*Ozires Pereira de Oliveira
As relações trabalhistas no Brasil, em alguma medida, foram marcadas pela luta de classes, aprofundando a visão de incompatibilidade de objetivos. Neste sentido, as chefias e a hierarquização das estruturas organizacionais cumpriram, entre outras funções, o papel importante de harmonizar os interesses dos empregadores e funcionários.
Nesses últimos tempos, observamos claramente um movimento para privilegiar um modelo de gestão que estabelece a qualidade de vida e o alinhamento de propósitos como pilares centrais para a redução dos índices de turnover, retenção de pessoas e melhoria do desempenho. Parece evidente que o futuro das organizações e a sua necessária sustentabilidade estão cada vez mais atrelados à mudança dos velhos paradigmas da administração.
A questão é que, no início de 2020, fomos surpreendidos pelas mudanças repentinas impostas pelo alerta da OMS (Organização Mundial de Saúde) de pandemia mundial, o que, de alguma forma, pode apontar para uma eventual ruptura no processo de construção e mudança da cultura organizacional. Existem hoje muitas dúvidas sobre a capacidade das empresas em manter o engajamento e a clareza de propósito de seus colaboradores, considerando o novo modelo de trabalho, seja ele híbrido, remoto ou presencial.
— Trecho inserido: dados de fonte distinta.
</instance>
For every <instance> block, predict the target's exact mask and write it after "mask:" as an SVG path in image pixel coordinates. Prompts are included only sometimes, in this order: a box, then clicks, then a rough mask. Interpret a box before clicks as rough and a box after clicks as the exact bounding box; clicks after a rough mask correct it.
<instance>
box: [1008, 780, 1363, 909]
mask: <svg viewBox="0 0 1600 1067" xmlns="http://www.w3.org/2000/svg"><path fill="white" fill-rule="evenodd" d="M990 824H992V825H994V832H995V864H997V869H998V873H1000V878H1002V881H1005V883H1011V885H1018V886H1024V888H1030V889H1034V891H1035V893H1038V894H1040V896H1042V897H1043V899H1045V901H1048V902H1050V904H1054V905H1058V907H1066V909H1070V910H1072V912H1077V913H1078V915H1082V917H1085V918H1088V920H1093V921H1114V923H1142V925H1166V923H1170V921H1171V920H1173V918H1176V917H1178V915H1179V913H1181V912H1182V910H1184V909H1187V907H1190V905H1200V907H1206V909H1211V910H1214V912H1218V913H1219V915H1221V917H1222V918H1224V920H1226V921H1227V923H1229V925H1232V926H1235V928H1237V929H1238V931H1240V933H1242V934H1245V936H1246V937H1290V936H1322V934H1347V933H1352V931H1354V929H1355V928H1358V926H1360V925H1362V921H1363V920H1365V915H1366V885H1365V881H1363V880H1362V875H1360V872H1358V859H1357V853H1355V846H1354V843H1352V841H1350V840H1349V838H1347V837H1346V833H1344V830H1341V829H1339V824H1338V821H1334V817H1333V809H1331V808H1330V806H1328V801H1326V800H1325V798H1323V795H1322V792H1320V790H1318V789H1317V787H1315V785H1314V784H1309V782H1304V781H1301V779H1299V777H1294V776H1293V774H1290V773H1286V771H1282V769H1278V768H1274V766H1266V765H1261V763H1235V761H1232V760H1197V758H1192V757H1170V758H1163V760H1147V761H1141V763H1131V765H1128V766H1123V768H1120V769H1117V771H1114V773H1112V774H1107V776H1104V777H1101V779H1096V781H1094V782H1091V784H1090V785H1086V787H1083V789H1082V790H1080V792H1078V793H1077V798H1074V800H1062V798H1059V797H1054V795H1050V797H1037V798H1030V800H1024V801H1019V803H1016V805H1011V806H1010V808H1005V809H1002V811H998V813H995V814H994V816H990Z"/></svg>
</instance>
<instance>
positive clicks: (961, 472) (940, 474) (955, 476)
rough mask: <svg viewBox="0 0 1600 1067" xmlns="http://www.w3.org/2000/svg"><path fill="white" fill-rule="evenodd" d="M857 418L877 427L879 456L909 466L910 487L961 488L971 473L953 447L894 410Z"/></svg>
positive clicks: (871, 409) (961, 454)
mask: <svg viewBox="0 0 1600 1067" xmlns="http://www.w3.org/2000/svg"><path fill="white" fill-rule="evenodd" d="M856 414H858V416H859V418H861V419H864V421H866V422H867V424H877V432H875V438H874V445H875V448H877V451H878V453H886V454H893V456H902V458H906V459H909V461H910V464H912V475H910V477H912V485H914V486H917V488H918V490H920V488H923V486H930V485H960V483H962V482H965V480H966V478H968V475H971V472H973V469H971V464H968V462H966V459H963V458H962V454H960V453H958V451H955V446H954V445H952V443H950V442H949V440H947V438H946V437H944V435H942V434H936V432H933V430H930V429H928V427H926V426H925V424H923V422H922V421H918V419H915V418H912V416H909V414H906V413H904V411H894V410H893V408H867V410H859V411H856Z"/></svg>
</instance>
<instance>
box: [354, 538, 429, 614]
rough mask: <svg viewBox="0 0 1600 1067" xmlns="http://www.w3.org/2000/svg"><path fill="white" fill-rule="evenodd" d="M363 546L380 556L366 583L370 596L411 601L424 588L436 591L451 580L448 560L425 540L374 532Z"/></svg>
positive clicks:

A crise sanitária que sucedeu o alerta evidenciou várias incertezas no que diz respeito à manutenção da vida, da saúde e do emprego, entre outros fatores, descortinando uma triste realidade já apontada pelo mesmo organismo internacional sobre ansiedade – relatório da OMS em 2019 aponta que o Brasil sofre uma epidemia de ansiedade: são 18,6 milhões de pessoas diagnosticadas, o que coloca o país em primeiro lugar no mundo.
Esse cenário instável pode ampliar a sensação de insegurança nas organizações e prejudicar de maneira significativa a conduta dos times, afetando gravemente o resultado global.
É evidente que temos um desafio de proporções ainda não conhecidas, por isso é essencial que o foco de colaboradores e empregadores seja direcionado para estreitar as relações de confiança e respeito mútuos, pensando na manutenção de entregas e postos de trabalho, tão necessários devido à crise econômica que veio na esteira da Covid-19.
Obviamente, confiança é uma palavra singular, está carregada de significação e certamente é construída ao longo do tempo. Além disso, requer um alto grau de responsabilidade e consciência do papel de cada um dentro do contexto atual. As relações saudáveis no ambiente corporativo dependem necessariamente do grau de maturidade desse processo de confiança, seja em tempos de pandemia ou de normalidade.
Dito de outra maneira, independentemente do modelo de trabalho, será necessário compreender a interdependência entre as lideranças e as equipes, atitudes e posicionamentos, bem como o seu impacto nos resultados da empresa. Eu costumo dizer que a sustentabilidade é circular, ou seja, temos o compromisso de aportar sempre para que a estabilidade da “nossa empresa” seja duradoura.
O meio corporativo e empresarial cumpre papel extremamente importante no enfrentamento dessa crise que estamos atravessando. Em meio a esse cenário, observamos algumas empresas incríveis que se reposicionaram de maneira exemplar, somando todos os esforços para atuar de maneira ética, cuidando dos seus colaboradores com responsabilidade e alinhadas ao seu propósito.
Por outro lado, as empresas são movidas por pessoas, e, neste aspecto, é importante que a recíproca seja verdadeira, isto é, oferecer segurança não é uma prerrogativa exclusiva do CNPJ. Talvez estejamos naquele momento crucial em que não há espaço para decisões equivocadas, portanto, devido à importância da situação, é relevante considerar a constância de um diálogo aberto e que priorize a serenidade e clareza nos objetivos comuns.
*Ozires Pereira de Oliveira é gerente de Serviços no Instituto das Cidades Inteligentes.